Home > Software design >  Get first and last Order and the highest value Item in each order for each Customer, all of which ar
Get first and last Order and the highest value Item in each order for each Customer, all of which ar

Time:09-21

I need to find the first and last Order for each Customer by OrderDate, and the name and SKU of the item with the highest business volume in each of those orders. For reference, the Customer table has >150k records, and Orders and OrderDetails (these are the Items) a lot more.

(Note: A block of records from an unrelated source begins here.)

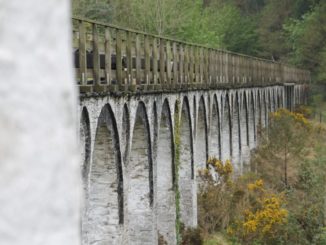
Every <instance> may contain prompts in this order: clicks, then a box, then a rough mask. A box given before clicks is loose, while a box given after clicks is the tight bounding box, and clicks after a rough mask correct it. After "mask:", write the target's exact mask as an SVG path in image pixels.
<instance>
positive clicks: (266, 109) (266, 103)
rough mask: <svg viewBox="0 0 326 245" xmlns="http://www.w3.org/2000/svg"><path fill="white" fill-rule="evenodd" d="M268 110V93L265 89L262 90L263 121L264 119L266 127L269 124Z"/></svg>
mask: <svg viewBox="0 0 326 245" xmlns="http://www.w3.org/2000/svg"><path fill="white" fill-rule="evenodd" d="M267 114H268V111H267V98H266V93H265V91H264V90H261V115H262V118H261V121H262V128H265V127H266V126H267V123H268V122H267V120H268V116H267Z"/></svg>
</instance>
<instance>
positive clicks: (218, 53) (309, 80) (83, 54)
mask: <svg viewBox="0 0 326 245" xmlns="http://www.w3.org/2000/svg"><path fill="white" fill-rule="evenodd" d="M73 48H74V65H75V71H76V78H77V83H78V85H79V87H80V91H81V92H127V93H132V92H145V91H147V92H160V91H171V92H173V91H181V90H182V91H184V90H193V89H210V88H218V87H245V86H267V85H271V84H279V83H285V82H295V83H306V82H309V81H310V72H309V71H306V70H301V69H298V68H295V67H291V66H289V65H286V64H282V63H278V62H274V61H271V60H266V59H261V58H256V57H251V56H247V55H243V54H238V53H233V52H229V51H225V50H219V49H213V48H209V47H204V46H200V45H196V44H190V43H185V42H181V41H177V40H172V39H169V38H164V37H159V36H155V35H150V34H147V33H142V32H138V31H134V30H128V29H123V28H120V27H117V26H113V25H108V24H104V23H99V22H94V21H91V20H87V19H81V18H73Z"/></svg>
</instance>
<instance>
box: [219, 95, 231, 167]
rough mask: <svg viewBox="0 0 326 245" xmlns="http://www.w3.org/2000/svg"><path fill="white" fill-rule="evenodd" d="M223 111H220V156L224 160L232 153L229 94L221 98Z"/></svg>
mask: <svg viewBox="0 0 326 245" xmlns="http://www.w3.org/2000/svg"><path fill="white" fill-rule="evenodd" d="M222 103H223V111H222V119H221V122H222V125H221V126H222V127H221V132H222V137H221V138H222V142H221V148H222V151H221V153H222V154H221V156H222V160H223V161H225V160H227V159H230V158H231V155H232V136H231V114H230V103H229V95H228V94H226V95H225V96H224V97H223V98H222Z"/></svg>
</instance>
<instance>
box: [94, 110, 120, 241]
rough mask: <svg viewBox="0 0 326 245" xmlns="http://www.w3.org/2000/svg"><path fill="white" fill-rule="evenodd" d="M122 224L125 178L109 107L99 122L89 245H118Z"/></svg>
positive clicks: (119, 148) (101, 111) (95, 156)
mask: <svg viewBox="0 0 326 245" xmlns="http://www.w3.org/2000/svg"><path fill="white" fill-rule="evenodd" d="M121 224H123V176H122V167H121V154H120V148H119V135H118V131H117V125H116V120H115V117H114V114H113V111H112V109H111V107H110V105H105V106H104V107H103V109H102V111H101V114H100V116H99V119H98V124H97V130H96V136H95V143H94V152H93V162H92V166H91V170H90V193H89V210H88V226H89V230H88V235H89V236H88V237H89V243H91V244H93V243H102V244H118V243H119V242H121V240H120V239H121V237H120V232H121V227H120V225H121Z"/></svg>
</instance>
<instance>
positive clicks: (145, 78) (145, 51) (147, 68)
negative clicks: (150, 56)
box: [144, 35, 151, 86]
mask: <svg viewBox="0 0 326 245" xmlns="http://www.w3.org/2000/svg"><path fill="white" fill-rule="evenodd" d="M144 45H145V83H146V84H147V86H149V84H150V66H151V57H150V52H151V50H150V37H149V36H148V35H146V36H145V39H144Z"/></svg>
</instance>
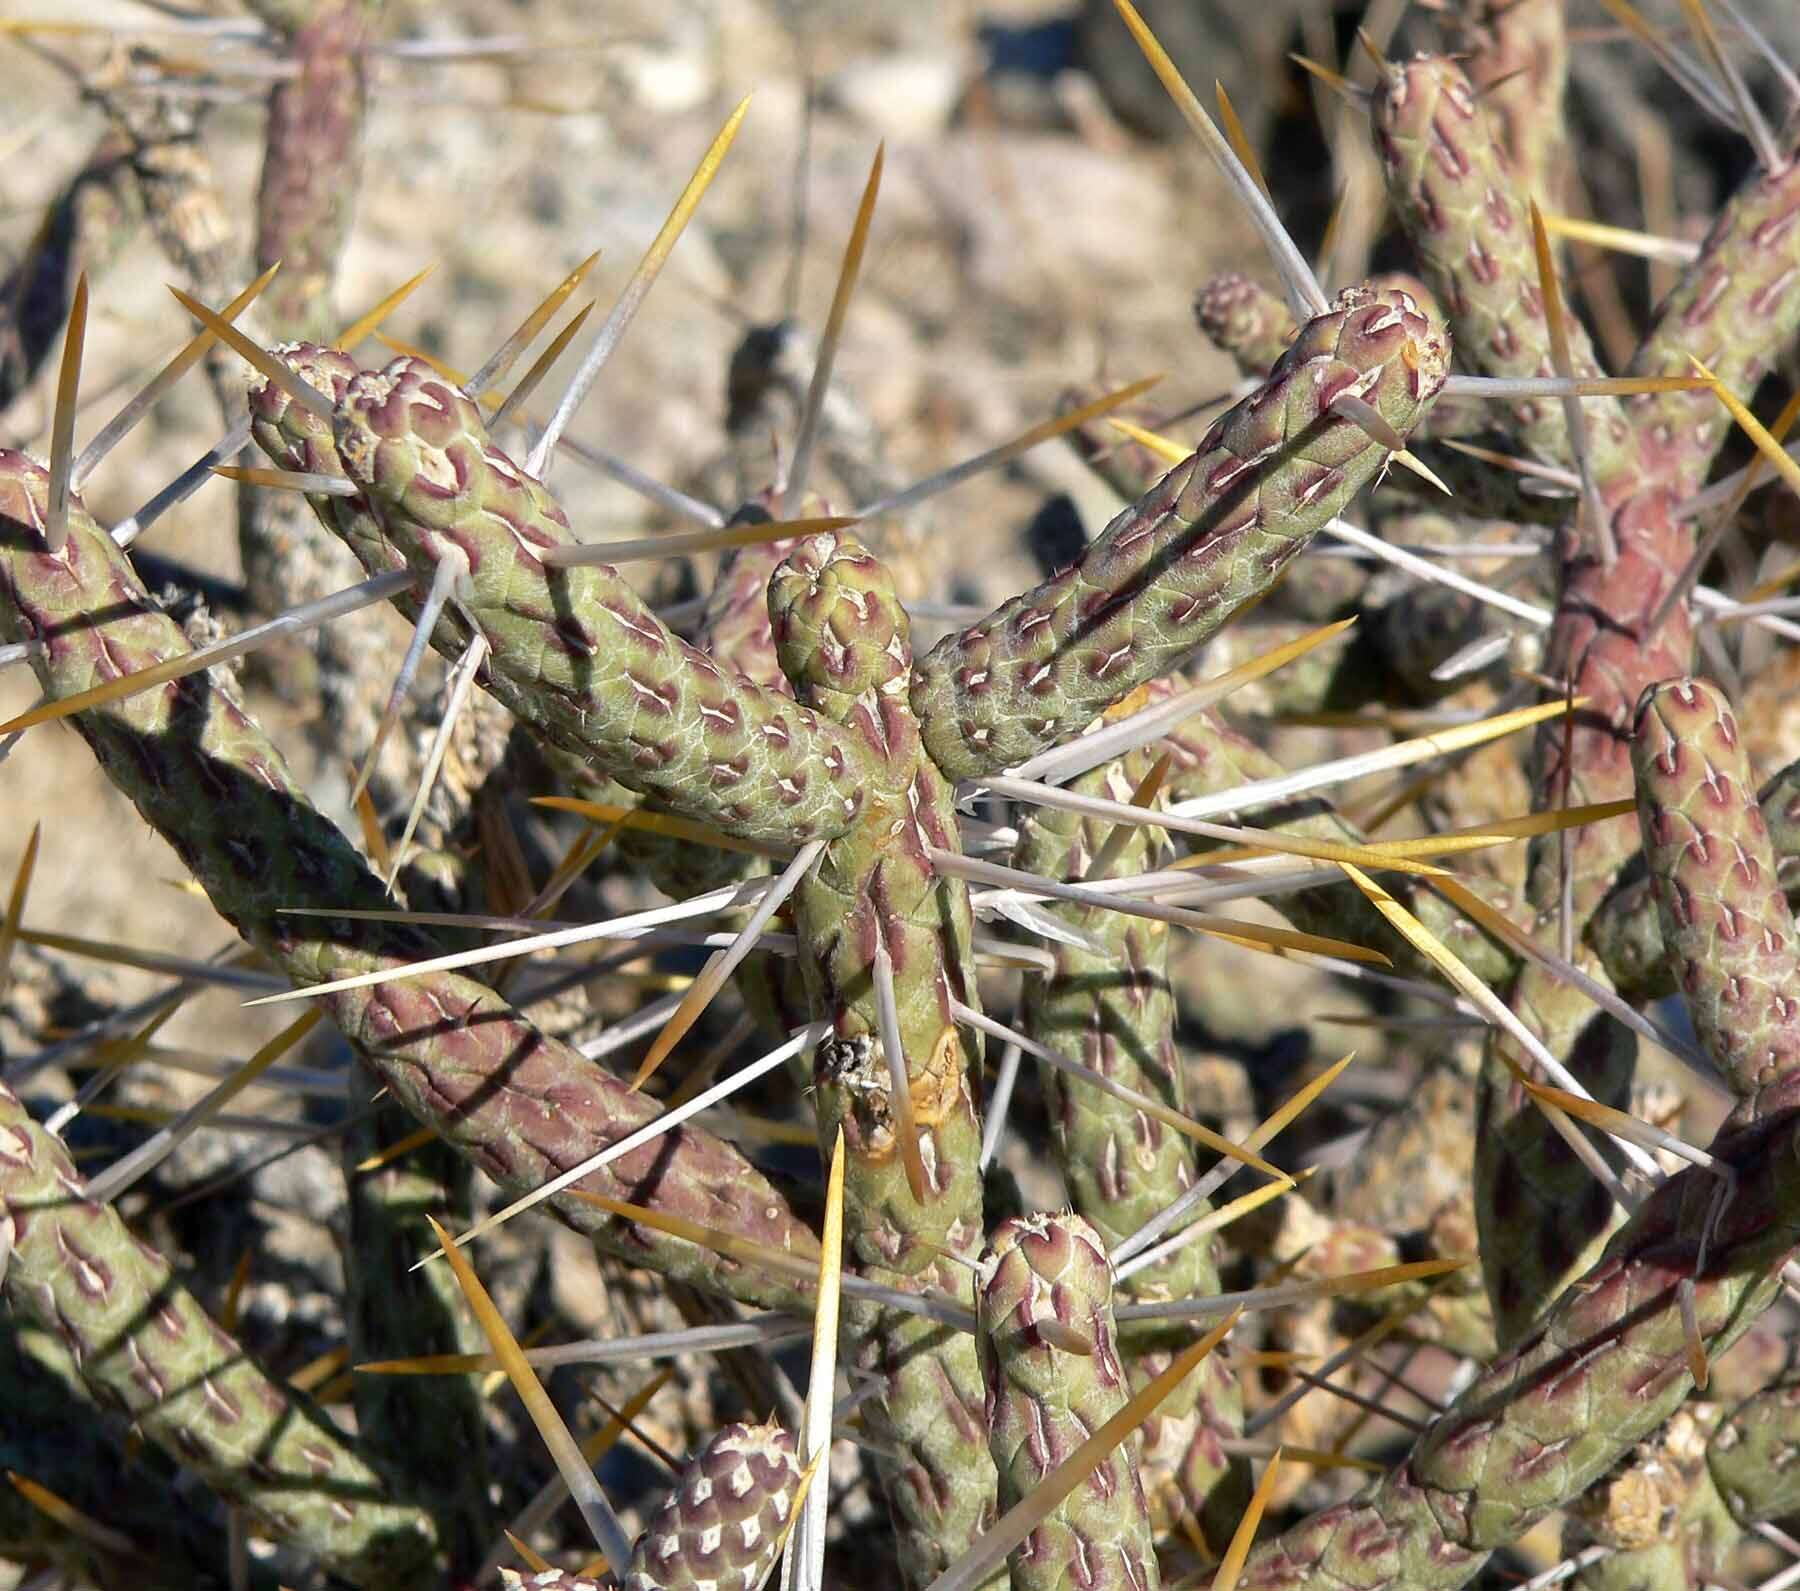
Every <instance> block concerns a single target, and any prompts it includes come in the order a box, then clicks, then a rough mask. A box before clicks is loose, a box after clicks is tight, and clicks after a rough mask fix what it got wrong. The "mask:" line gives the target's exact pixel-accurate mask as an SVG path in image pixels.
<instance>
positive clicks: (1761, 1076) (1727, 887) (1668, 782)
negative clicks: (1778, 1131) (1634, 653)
mask: <svg viewBox="0 0 1800 1591" xmlns="http://www.w3.org/2000/svg"><path fill="white" fill-rule="evenodd" d="M1631 761H1633V769H1634V770H1636V776H1638V822H1640V826H1642V830H1643V853H1645V857H1647V858H1649V867H1651V893H1652V894H1654V898H1656V916H1658V920H1660V923H1661V929H1663V945H1665V948H1667V954H1669V957H1670V963H1672V966H1674V970H1676V983H1678V984H1679V988H1681V993H1683V995H1685V997H1687V1006H1688V1013H1690V1015H1692V1019H1694V1031H1696V1035H1697V1038H1699V1044H1701V1047H1703V1049H1705V1051H1706V1056H1708V1060H1712V1064H1714V1065H1715V1067H1717V1069H1719V1074H1721V1076H1723V1078H1724V1082H1726V1085H1728V1087H1730V1089H1732V1092H1733V1094H1737V1098H1739V1114H1741V1116H1751V1118H1753V1116H1766V1114H1769V1112H1771V1110H1780V1109H1784V1107H1789V1105H1793V1103H1795V1098H1793V1096H1795V1076H1796V1073H1800V988H1796V975H1800V959H1796V952H1800V943H1796V938H1795V918H1793V912H1791V911H1789V907H1787V898H1786V896H1784V894H1782V889H1780V884H1778V882H1777V876H1775V848H1773V846H1771V844H1769V833H1768V828H1766V826H1764V822H1762V812H1760V808H1759V806H1757V799H1755V794H1753V788H1751V785H1750V760H1748V756H1746V754H1744V745H1742V742H1741V738H1739V733H1737V718H1735V716H1733V715H1732V709H1730V704H1728V702H1726V700H1724V697H1723V693H1721V691H1719V689H1717V688H1715V686H1712V684H1708V682H1705V680H1694V679H1688V680H1674V682H1670V684H1661V686H1652V688H1651V689H1647V691H1645V693H1643V697H1642V700H1640V702H1638V724H1636V736H1634V740H1633V747H1631Z"/></svg>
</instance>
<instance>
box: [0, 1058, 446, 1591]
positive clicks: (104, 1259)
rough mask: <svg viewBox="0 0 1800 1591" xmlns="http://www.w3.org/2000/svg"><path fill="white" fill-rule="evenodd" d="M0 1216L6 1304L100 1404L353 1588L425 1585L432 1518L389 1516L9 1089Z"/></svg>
mask: <svg viewBox="0 0 1800 1591" xmlns="http://www.w3.org/2000/svg"><path fill="white" fill-rule="evenodd" d="M0 1209H5V1213H7V1217H9V1218H11V1224H13V1254H11V1260H9V1263H7V1269H5V1281H4V1294H5V1299H7V1303H9V1305H11V1308H13V1310H16V1312H18V1316H22V1317H23V1319H27V1321H34V1323H36V1325H40V1326H43V1328H45V1330H50V1332H56V1334H58V1335H59V1337H61V1339H63V1341H65V1343H67V1344H68V1350H70V1352H72V1353H74V1359H76V1364H77V1368H79V1370H81V1377H83V1380H86V1384H88V1386H90V1388H92V1391H94V1395H95V1397H97V1398H104V1400H108V1402H113V1404H119V1406H121V1407H124V1409H126V1411H128V1413H130V1415H131V1418H133V1420H135V1422H137V1427H139V1429H140V1431H142V1433H144V1434H146V1436H148V1438H149V1440H151V1442H155V1443H157V1445H158V1447H160V1449H164V1451H166V1452H169V1454H171V1456H173V1458H175V1460H176V1461H178V1463H184V1465H187V1467H191V1469H193V1470H194V1472H196V1474H200V1476H202V1479H205V1481H207V1485H211V1487H212V1488H214V1490H216V1492H220V1494H221V1496H223V1497H229V1499H230V1501H234V1503H239V1505H241V1506H245V1508H247V1510H250V1512H252V1514H254V1515H256V1517H257V1519H261V1521H263V1523H265V1524H266V1526H268V1530H270V1532H272V1533H274V1535H277V1537H283V1539H286V1541H292V1542H293V1544H295V1546H297V1548H299V1550H301V1551H304V1553H308V1555H310V1557H313V1559H317V1560H319V1562H320V1564H324V1566H326V1568H329V1569H333V1571H335V1573H338V1575H342V1577H344V1578H347V1580H351V1582H353V1584H358V1586H371V1587H376V1586H378V1587H389V1586H423V1584H427V1582H428V1580H430V1577H432V1573H434V1555H436V1542H434V1532H432V1523H430V1515H428V1514H427V1512H425V1510H421V1508H416V1506H412V1505H409V1503H401V1501H396V1499H394V1494H392V1488H391V1485H389V1483H387V1479H385V1478H383V1476H382V1474H380V1472H378V1470H376V1469H374V1467H373V1465H371V1463H369V1461H367V1460H365V1458H364V1454H360V1452H358V1451H356V1449H355V1447H353V1445H351V1443H349V1442H347V1440H346V1438H344V1434H342V1433H340V1431H338V1429H337V1425H333V1424H331V1420H329V1418H328V1416H326V1415H324V1413H322V1411H320V1409H317V1407H315V1406H313V1404H311V1402H308V1400H306V1398H304V1397H301V1395H299V1393H295V1391H293V1389H292V1388H286V1386H283V1384H281V1382H279V1380H272V1379H270V1377H266V1375H265V1373H263V1371H261V1368H259V1366H257V1364H256V1362H254V1361H252V1359H250V1357H248V1355H247V1353H245V1352H243V1348H241V1346H239V1344H238V1343H234V1341H232V1337H230V1335H229V1334H227V1332H223V1330H221V1328H220V1326H218V1325H216V1323H214V1321H212V1319H209V1317H207V1312H205V1310H203V1308H200V1305H198V1303H196V1301H194V1299H193V1296H191V1294H189V1292H187V1290H185V1289H182V1287H180V1285H178V1283H176V1281H175V1278H173V1274H171V1272H169V1267H167V1263H166V1262H164V1258H162V1256H160V1254H158V1253H157V1251H155V1249H151V1247H148V1245H146V1244H140V1242H139V1240H137V1238H135V1236H133V1235H131V1231H130V1229H128V1227H126V1224H124V1222H122V1220H121V1218H119V1213H117V1211H115V1209H113V1208H112V1206H110V1204H95V1202H94V1200H90V1199H88V1197H86V1182H85V1181H83V1179H81V1175H79V1173H77V1172H76V1166H74V1163H72V1161H70V1159H68V1152H67V1150H65V1148H63V1145H61V1143H59V1141H58V1139H56V1137H52V1136H50V1134H49V1132H45V1130H43V1128H41V1127H38V1123H36V1121H32V1119H31V1116H29V1114H27V1110H25V1107H23V1105H22V1103H20V1101H18V1098H14V1094H13V1092H11V1091H9V1089H5V1087H0Z"/></svg>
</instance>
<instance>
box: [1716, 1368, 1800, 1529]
mask: <svg viewBox="0 0 1800 1591" xmlns="http://www.w3.org/2000/svg"><path fill="white" fill-rule="evenodd" d="M1706 1465H1708V1469H1710V1470H1712V1479H1714V1485H1715V1487H1717V1488H1719V1496H1721V1497H1724V1503H1726V1506H1728V1508H1730V1510H1732V1517H1733V1519H1737V1523H1739V1524H1742V1526H1744V1528H1746V1530H1750V1528H1751V1526H1755V1524H1762V1523H1764V1521H1769V1519H1795V1517H1796V1515H1800V1373H1796V1371H1793V1370H1789V1371H1786V1373H1784V1375H1780V1377H1777V1379H1775V1380H1773V1382H1769V1386H1766V1388H1764V1389H1762V1391H1759V1393H1755V1395H1753V1397H1750V1398H1744V1402H1741V1404H1739V1406H1737V1407H1735V1409H1732V1411H1730V1413H1728V1415H1726V1416H1724V1418H1723V1420H1721V1422H1719V1427H1717V1431H1714V1434H1712V1442H1710V1443H1708V1447H1706Z"/></svg>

Note: Both Orders and their respective items should be in the same row as the Customer

Orders

OrderID   OrderDate     CustomerID   BusinessVolumeTotal   Subtotal
13212     '2021-09-06'  512312       500.00                25.60

OrderDetails

OrderID   ItemCode   ItemDescription   BusinessVolume
13212     'SKW-BS'   'Some item'       450.00

In my first query I attempted to stick to joining instead of subqueries, which resulted in this

select distinct(c.CustomerID), c.FirstName   ' '   c.LastName as Name,
    cs.CustomerStatusDescription as Status,
    ct.CustomerTypeDescription as Type, pv.Volume80 as G3,
    fo.OrderID,fo.OrderDate,fo.SubTotal,fo.Country, fod.ItemCode, fod.ItemDescription, fopt.PriceTypeID,
    lo.OrderID,lo.OrderDate,lo.SubTotal,lo.Country, lod.ItemCode, lod.ItemDescription, lopt.PriceTypeID
from Customers c
    left join CustomerTypes ct on ct.CustomerTypeID = c.CustomerTypeID
    left join CustomerStatuses cs on cs.CustomerStatusID = c.CustomerStatusID
    left join PeriodVolumes pv on pv.CustomerID = c.CustomerID
    left join Orders fo on fo.CustomerID = c.CustomerID -- First Order
    left join Orders lo on lo.CustomerID = c.CustomerID -- Last Order
    left join OrderDetails fod on fod.OrderID = fo.OrderID
    left join OrderDetails lod on lod.OrderID = lo.OrderID
    left join PriceTypes fopt on fo.PriceTypeID = fopt.PriceTypeID
    left join PriceTypes lopt on lo.PriceTypeID = lopt.PriceTypeID
where c.CustomerStatusID in (1,2)
  and c.CustomerTypeID in (2,3)
  and pv.PeriodTypeID = 2
  /* First Order */
  and fo.OrderID = (select top 1(OrderID) from Orders where CustomerID = c.CustomerID and OrderStatusID>=7 order by OrderDate )
  and fod.ItemID = (select top 1(ItemID) from OrderDetails where OrderID = fo.OrderID order by BusinessVolume)
  /* Last Order */
  and lo.OrderID = (select top 1(OrderID) from Orders where CustomerID = c.CustomerID and OrderStatusID>=7 order by OrderDate desc)
  and lod.ItemID = (select top 1(ItemID) from OrderDetails where OrderID = lo.OrderID order by BusinessVolume desc)
  and pv.PeriodID = (select PeriodID from Periods where PeriodTypeID=2 and StartDate <= @now and EndDate >= @now)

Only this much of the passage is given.